Earlier this week at the palaeolimnology symposium, Gavin told me that it had not dawned on him that the count sum could be estimated from percent data using our knowledge of rank abundance curves. I only recently realised this; previously I did not imagine that this would ever be a useful thing to do.

And yet this morning, I found strong evidence that another chironomid analyst has problems keeping to the count sum promised in the paper (the tally is now three chironomid analysts, a diatomist, and a palynologist).

On Sunday, after I gave my presentation to the chironomid workshop, there was some discussion about what should be done with small counts (they do have some information), but there was unanimity that the paper must report it if some counts contain fewer than the target sum.

At the moment, I am not going to name the analyst whose data I examined this morning. This is only a temporary reprieve, when I write up the presentation I gave on Sunday, this case will be used as an example.

The paper reports that the minimum number of head capsules per sample was fifty. Eight of the thirty-four samples appear to have a count sum of less than fifty. In one sample, the rarest taxon has a relative abundance of 6.25%. The relative abundances of the other six taxa are all integer multiples of 6.25%. This is strong evidence that the count sum is sixteen.
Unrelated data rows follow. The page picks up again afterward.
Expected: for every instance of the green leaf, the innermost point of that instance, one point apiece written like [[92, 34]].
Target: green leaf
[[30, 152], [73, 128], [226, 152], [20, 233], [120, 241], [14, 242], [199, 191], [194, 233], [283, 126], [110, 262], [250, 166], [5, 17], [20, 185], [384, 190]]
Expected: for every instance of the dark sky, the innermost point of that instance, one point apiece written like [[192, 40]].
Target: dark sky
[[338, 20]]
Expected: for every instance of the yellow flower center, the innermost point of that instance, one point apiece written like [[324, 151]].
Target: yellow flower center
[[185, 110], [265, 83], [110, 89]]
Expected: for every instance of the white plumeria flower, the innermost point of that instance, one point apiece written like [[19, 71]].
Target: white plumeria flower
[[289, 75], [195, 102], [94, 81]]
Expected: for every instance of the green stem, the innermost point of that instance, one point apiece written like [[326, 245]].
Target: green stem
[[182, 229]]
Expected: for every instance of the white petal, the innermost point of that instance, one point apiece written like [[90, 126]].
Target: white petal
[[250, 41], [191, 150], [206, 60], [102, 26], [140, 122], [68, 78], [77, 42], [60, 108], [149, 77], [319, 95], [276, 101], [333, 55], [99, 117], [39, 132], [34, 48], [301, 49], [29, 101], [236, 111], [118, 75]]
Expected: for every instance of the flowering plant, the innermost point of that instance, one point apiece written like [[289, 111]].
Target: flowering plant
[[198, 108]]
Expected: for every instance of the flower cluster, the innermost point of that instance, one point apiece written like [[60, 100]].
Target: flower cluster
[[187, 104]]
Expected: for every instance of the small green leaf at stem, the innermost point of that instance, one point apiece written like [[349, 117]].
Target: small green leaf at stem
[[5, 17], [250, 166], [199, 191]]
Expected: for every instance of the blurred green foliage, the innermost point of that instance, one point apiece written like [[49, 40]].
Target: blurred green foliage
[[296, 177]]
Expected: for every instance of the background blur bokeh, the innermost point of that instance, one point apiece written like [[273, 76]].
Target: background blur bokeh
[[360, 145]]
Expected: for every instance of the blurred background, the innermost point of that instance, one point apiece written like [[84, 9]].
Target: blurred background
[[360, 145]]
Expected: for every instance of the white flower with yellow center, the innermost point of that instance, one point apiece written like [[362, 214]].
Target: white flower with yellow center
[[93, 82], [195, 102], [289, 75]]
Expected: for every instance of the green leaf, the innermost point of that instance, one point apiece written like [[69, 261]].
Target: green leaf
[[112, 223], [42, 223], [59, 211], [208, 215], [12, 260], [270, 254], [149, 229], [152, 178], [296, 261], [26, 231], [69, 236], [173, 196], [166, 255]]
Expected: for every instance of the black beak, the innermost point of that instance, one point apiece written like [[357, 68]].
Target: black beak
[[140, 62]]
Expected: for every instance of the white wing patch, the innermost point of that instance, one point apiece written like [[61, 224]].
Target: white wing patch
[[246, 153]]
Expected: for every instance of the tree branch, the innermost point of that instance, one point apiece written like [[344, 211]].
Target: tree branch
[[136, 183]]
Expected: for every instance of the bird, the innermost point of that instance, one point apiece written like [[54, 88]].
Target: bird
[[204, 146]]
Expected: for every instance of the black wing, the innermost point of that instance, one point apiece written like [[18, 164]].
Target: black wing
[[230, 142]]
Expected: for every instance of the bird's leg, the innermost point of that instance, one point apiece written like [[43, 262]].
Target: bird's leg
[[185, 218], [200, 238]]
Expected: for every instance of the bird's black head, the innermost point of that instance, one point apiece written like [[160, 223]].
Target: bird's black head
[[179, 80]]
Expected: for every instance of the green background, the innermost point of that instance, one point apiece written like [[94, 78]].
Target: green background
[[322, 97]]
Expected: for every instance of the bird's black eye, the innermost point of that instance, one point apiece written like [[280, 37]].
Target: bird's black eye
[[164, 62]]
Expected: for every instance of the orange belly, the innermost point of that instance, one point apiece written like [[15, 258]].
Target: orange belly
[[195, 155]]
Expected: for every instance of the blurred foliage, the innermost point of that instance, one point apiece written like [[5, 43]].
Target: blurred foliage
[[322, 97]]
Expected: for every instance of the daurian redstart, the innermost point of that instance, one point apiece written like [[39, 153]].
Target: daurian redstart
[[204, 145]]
There are three possibilities.

First that the counts are a great fluke. This is unlikely. The sample discussed above could be one in which every taxa was present with a multiple of four head capsules (i.e. the true count sum is 64). Even under extremely optimistic assumptions, the probability of getting such a sample is 1/(4^{7}) = 6 * 10^{-5}. And then there are another seven samples, one of which would require all nineteen taxa to have multiples of three head capsules (9 * 10^{-10}). Combining the probabilities of all these unlikely counts will give a very small number.
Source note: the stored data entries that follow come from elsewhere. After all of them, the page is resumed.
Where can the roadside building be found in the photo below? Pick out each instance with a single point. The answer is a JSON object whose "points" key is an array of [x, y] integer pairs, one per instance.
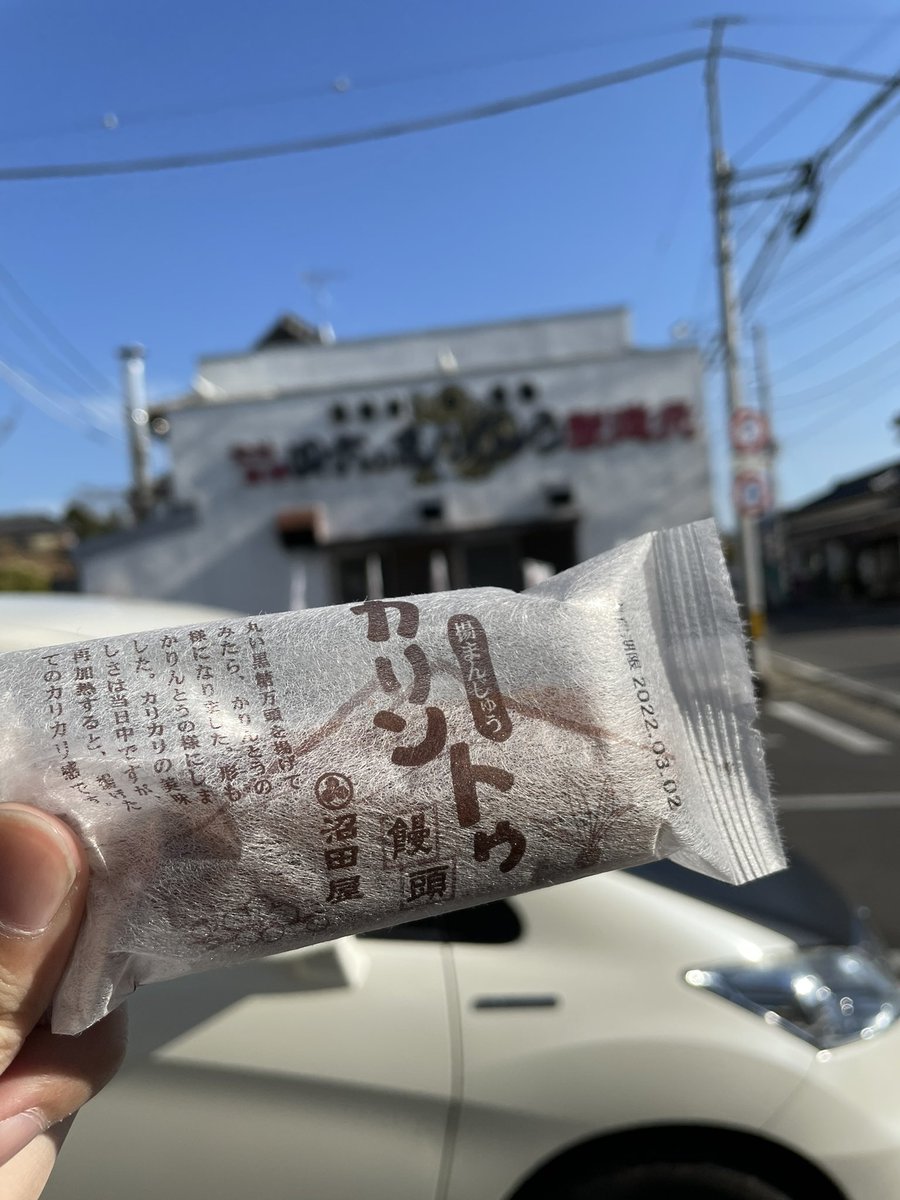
{"points": [[35, 553], [306, 473], [845, 545]]}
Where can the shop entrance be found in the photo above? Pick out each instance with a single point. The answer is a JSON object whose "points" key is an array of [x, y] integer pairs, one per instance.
{"points": [[513, 557]]}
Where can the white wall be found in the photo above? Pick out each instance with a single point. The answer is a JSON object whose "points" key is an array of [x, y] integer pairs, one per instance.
{"points": [[391, 360], [233, 556], [623, 489]]}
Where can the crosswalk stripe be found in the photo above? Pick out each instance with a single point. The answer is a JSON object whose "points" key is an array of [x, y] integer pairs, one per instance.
{"points": [[839, 801], [839, 733]]}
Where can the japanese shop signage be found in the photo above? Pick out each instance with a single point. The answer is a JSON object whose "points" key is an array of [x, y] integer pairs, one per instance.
{"points": [[455, 436]]}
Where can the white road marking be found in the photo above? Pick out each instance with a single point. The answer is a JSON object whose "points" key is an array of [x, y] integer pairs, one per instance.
{"points": [[839, 801], [847, 737]]}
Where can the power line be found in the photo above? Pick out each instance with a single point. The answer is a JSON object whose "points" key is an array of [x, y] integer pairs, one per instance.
{"points": [[839, 294], [793, 220], [351, 137], [865, 141], [82, 367], [827, 420], [803, 102], [874, 321], [29, 390], [340, 84], [837, 383], [48, 357], [816, 258], [790, 64]]}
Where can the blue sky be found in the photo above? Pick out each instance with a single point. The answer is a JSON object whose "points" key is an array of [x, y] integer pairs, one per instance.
{"points": [[593, 201]]}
Neither of the remaining two possibilities is very pleasant.

It could be that the author(s) (whom I believe count(s) their own chironomids) are so negligent that they forgot when they wrote the paper that the count sums of almost a quarter of their samples were smaller than promised. If this is the case, the authors’ competence has to be doubted and we need to ask if anything the author(s) report should be trusted.

The other possibility is that the author(s) knowingly misreported the count sums. This could easily be construed as fabrication (“easily” that is for anyone except a university integrity officer), and data fabrication is a form of misconduct. Obviously this would not be the most serious case misconduct, perhaps akin to plagiarising a paragraph rather than a full paper.

The question remains as to what to do with this case of possible data falsification (and any other cases I find when I have time to import some more data). I am seeing three options: to describe the case in my forthcoming manuscript with a citation; to alert the journal that published the paper; and to advise the authors’ university’s integrity officer.

I ask my readers, both of you, to tell me in the comments or otherwise, how you think I should proceed in this case and what you think the outcome should be.

Will you contact the author and give them an opportunity to respond appropriately? I would expect honest mistakes to be more common than willing falsification.

PS very sad to be missing the meeting!

I will contact the author before I take any further action, but this we must not expect everyone who finds suspect data to do this. A Master student, for example, might well be worried approaching a professor. Whistleblowers must have the right to remain anonymous.

There’s always PubPeer to at least publicly note the problem. You can make anonymous comments there.